Sal-Zar Medium

In 1986 I began experimenting on a way to produce images on paper that would withstand the elements, and that can be displayed without glass. I sought a medium that was non-yellowing, light fast, and non-photo chemically reactive. I looked for one that would be permanent, at least to the extent that I could determine. The Sal-Zar Mixed Media Medium seems to accomplish my goals.

In the Music Lesson, Katherine Webster’s principal character comments: “I hate glass…No painter I can think of ever intended his paintings to be viewed through a sheet of glass mounted a quarter of an inch above the painting surface…The public doesn’t know any better…Well what can I say? It’s the same public that has come to accept sex with condoms. The principals are quite similar.”

As a non-yellowing complicated new-age resin,  it is a poly-varnish in chemical composition. The medium works when painting oils, and as a final varnish. While you cannot use Sal-Zar with water media, you can use Sal-Zar to coat the water media and then apply oil on top. In this way the artist can create mixed media work that has the advantage of oils as a final coating.

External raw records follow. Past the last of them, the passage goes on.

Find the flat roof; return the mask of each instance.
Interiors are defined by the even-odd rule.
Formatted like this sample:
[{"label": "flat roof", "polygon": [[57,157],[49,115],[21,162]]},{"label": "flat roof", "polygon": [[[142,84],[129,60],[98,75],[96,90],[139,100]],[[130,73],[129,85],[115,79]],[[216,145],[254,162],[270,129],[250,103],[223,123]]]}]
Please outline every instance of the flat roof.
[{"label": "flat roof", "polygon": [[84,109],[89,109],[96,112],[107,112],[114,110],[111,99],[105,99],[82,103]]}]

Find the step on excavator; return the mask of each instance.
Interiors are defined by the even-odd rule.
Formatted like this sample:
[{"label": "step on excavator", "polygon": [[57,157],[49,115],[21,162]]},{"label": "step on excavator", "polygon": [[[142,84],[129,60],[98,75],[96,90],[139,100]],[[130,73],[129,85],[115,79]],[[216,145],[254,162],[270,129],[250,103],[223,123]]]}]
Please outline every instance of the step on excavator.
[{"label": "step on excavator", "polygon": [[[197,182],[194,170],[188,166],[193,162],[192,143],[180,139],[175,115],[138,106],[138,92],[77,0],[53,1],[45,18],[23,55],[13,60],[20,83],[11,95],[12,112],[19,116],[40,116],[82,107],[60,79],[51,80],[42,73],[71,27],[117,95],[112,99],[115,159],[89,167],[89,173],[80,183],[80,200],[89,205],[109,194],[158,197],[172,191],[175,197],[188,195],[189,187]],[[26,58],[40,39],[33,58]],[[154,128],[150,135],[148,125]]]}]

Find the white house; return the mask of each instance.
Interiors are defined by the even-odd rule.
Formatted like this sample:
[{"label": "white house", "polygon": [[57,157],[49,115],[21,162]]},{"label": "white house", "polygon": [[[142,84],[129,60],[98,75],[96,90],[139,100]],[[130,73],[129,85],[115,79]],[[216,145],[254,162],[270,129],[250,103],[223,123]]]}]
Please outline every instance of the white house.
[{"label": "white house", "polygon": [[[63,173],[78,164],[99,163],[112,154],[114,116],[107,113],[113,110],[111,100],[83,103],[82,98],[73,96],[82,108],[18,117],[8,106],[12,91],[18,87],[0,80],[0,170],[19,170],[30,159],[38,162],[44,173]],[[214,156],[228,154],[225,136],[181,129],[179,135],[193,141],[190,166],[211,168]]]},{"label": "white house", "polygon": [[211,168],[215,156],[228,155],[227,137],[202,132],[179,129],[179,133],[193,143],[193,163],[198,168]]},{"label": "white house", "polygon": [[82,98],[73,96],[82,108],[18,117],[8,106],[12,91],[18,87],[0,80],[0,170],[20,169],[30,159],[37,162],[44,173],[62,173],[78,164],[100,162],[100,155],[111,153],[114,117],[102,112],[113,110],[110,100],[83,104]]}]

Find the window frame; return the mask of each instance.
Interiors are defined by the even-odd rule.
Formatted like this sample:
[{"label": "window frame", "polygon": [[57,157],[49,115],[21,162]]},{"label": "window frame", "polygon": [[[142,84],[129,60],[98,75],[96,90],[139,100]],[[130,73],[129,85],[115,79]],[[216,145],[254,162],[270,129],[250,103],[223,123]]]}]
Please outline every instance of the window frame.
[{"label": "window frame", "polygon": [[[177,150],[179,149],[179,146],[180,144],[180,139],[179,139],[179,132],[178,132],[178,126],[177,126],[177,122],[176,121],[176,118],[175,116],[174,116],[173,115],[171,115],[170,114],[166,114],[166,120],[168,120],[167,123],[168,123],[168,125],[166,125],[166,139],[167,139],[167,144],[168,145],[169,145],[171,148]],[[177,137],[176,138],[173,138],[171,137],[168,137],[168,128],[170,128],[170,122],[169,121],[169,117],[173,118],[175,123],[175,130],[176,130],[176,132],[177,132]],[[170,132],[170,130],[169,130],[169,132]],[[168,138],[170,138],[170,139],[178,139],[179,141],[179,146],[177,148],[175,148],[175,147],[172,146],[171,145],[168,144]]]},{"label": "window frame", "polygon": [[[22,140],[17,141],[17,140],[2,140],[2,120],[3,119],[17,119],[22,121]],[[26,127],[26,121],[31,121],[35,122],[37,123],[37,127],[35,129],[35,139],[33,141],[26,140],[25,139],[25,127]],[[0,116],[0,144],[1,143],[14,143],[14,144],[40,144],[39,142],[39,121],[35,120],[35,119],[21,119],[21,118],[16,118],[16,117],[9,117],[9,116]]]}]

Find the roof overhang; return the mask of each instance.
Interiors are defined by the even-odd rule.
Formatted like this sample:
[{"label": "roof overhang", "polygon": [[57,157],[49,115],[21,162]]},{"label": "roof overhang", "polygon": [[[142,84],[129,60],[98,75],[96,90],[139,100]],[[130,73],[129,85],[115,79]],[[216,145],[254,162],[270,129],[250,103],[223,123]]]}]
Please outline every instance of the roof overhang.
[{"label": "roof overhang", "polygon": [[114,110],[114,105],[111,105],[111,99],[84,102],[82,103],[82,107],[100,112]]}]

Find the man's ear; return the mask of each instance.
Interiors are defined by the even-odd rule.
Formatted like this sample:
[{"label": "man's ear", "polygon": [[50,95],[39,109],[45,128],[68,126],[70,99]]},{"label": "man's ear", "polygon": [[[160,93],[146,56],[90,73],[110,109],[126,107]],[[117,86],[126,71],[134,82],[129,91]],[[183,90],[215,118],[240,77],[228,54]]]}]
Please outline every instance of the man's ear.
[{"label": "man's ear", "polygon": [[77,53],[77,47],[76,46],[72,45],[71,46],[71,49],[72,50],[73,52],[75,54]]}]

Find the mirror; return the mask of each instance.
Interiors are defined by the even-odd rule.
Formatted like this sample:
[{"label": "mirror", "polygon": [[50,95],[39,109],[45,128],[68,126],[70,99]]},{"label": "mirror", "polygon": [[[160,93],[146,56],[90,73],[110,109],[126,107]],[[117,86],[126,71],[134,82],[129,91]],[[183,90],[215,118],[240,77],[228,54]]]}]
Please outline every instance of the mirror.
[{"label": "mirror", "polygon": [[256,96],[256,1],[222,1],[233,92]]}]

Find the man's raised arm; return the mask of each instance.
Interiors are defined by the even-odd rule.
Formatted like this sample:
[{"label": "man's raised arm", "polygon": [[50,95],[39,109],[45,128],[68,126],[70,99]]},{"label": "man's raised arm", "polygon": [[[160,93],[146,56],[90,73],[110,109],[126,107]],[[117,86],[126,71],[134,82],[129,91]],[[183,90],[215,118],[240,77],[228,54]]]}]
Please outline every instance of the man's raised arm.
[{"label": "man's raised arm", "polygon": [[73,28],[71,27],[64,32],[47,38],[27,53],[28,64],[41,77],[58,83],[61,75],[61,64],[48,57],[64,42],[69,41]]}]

I consider Sal-Zar to be a professional medium. I never believed it would be used by hobby artists and included in every little artist kit distributed internationally. I may not be able to preclude this from happening. But one way to deal with the misuse of the Medium, and to control its tribulation is to keep the composition secret. So, if a chemist says “I know what is in the Sal-Zar Medium.” I can say: “So what, no big deal. You can all take a flying f… at the moon!”